Your criteria for intelligence is more criteria for safe habitat than intelligence. Just because they don't live long enough to learn language or write books doesn't mean they are not intelligent.
I highly recommend "Other Minds: The Octopus, the Sea, and the Deep Origins of Consciousness" for a fascinating look at octopus evolution and comparison to ourselves.
Octopuses have been around for 300 million years, I think they've got survival and reproduction covered at this point. I would be careful of conflating shared culture with intelligence, especially in this context given octopuses are mainly solitary.
Would they though? cities allow close contact often which allows disease to spread thus wiping them out. Eventually you create sanitation, medication and such. It is a long time from intelligence to designing sanitation and medical systems. If you skip all that by avoiding close contact...
If "intelligence, if possessed, will be put to use to further survival and reproduction" were axiomatic, human populations would never decline for any reason other than accidental death, disease, etc. That's not true, however. As standards of living increase, birth rates voluntarily decline until populations shrink. People aren't getting dumber and somehow failing to reproduce as often, but instead are using that intelligence to choose not to reproduce.
This is a common misconception about evolution and natural selection [1]. Evolution doesn't have an "arrow", or direction, and it doesn't necessarily lead to any kind of improvements at all. Natural selection merely means that the least healthy individuals of a species will be less likely to pass on their genes. Intelligence likewise will not necessarily be put to any kind of use at all.

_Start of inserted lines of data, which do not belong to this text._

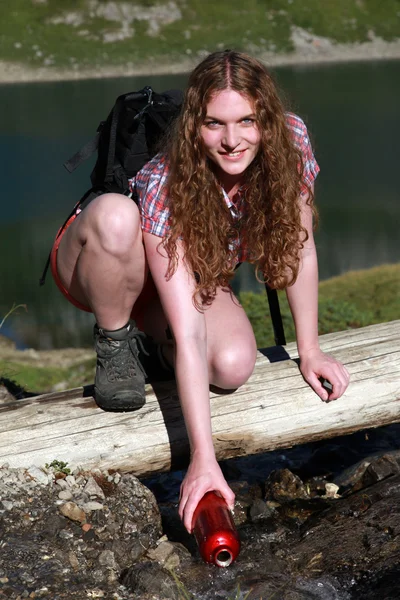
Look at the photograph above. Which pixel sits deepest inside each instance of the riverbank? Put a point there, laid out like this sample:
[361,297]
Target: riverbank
[349,301]
[308,50]
[47,41]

The evolution of human intelligence is still a delightfully big, open question in science, but the current thinking is converging on it being, well, as Bob Ross might have put it, a "happy little accident". Researchers have been able to track the development of the human brain through the varying sizes of a hole in fossilized hominid skulls [2]. Brains are massive caloric sinks and require a lot of food, rich in animal fats, to be able to develop. [3] Meanwhile, just a short time ago in evolutionary terms, humans accidentally developed the ability to digest milk into adulthood [4], and we got overall bigger, stronger, and healthier -- but our hungry brains also got a new source of nutrients.
The jury is still out on exactly what evolutionary advantage our brains confer, if any [5]. So, it is possible that human-level intelligence is not an evolutionary advantage at all. There are after all numerous species at the top of their respective food chains, evolving much more slowly, that could be considered successful in evolutionary terms. And, given the caloric requirements of large brains and the unclear advantages that they produce, they could maybe be viewed as a disadvantage.

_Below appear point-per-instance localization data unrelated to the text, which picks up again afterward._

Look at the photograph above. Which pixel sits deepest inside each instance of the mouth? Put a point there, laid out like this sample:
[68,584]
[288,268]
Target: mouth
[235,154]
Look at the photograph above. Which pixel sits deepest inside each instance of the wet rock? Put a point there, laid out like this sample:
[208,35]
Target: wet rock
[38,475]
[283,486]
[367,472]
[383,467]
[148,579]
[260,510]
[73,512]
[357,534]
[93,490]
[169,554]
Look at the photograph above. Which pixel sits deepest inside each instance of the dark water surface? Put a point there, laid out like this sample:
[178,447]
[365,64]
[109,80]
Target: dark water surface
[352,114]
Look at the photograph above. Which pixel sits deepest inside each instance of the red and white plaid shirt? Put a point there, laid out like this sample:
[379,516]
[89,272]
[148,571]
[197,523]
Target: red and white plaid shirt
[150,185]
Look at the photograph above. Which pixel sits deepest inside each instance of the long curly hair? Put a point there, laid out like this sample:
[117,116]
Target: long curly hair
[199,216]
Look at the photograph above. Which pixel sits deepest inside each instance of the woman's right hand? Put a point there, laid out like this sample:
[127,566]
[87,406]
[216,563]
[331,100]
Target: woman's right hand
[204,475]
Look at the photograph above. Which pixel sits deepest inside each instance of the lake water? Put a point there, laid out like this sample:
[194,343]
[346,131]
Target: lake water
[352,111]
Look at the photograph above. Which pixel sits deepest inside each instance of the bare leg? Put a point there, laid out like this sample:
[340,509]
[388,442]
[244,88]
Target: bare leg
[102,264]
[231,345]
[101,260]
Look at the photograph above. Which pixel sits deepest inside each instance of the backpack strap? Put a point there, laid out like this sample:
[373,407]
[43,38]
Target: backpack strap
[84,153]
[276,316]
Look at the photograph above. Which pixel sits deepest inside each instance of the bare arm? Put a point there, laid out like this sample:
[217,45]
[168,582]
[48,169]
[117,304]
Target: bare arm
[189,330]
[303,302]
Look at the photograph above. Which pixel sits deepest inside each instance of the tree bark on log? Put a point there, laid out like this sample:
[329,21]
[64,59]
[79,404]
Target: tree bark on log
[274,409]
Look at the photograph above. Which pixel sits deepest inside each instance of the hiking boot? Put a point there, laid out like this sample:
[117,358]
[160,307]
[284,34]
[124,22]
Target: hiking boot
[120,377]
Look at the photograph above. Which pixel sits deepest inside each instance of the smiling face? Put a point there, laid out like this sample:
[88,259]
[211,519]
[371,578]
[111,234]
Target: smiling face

If we were to view brains as, well, a kind of tumor of sorts, that will simply grow and develop depending on caloric availability, then perhaps humans developed agriculture because our brains were hungry and civilization because our brains got bored, and all of this was only possible because we accidentally developed the ability to digest lactose as adults, and none of it is a necessary consequence of evolution at all.

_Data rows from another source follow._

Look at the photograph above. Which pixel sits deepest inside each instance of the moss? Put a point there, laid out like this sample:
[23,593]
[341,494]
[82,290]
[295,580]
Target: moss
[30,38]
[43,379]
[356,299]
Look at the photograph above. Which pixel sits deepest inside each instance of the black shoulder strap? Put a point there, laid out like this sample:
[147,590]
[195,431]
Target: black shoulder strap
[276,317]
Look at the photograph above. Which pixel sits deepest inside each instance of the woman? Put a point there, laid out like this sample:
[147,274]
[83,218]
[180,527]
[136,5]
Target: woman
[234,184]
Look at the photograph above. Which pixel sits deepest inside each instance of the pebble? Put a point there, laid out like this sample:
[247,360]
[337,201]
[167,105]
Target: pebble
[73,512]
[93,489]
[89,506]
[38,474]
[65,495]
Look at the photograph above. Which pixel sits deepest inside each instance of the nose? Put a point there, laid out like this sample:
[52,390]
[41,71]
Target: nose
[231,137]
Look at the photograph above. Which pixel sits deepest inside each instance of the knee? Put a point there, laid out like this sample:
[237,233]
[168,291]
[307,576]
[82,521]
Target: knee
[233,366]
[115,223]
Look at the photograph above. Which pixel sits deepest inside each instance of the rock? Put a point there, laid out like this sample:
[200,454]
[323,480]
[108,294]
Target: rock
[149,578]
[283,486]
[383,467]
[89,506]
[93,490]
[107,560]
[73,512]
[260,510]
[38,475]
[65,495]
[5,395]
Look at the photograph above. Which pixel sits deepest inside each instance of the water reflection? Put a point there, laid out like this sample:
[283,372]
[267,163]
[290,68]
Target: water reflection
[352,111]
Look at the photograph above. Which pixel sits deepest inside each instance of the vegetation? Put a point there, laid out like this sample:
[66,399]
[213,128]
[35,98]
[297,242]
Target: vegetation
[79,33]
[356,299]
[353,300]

This btw is one of the major components to my favorite answer for the Fermi Paradox.
"For instance, on the planet Earth, man had always assumed that he was more intelligent than dolphins because he had achieved so much—the wheel, New York, wars and so on—whilst all the dolphins had ever done was muck about in the water having a good time. But conversely, the dolphins had always believed that they were far more intelligent than man—for precisely the same reasons."
You could apply the same idea to octopuses.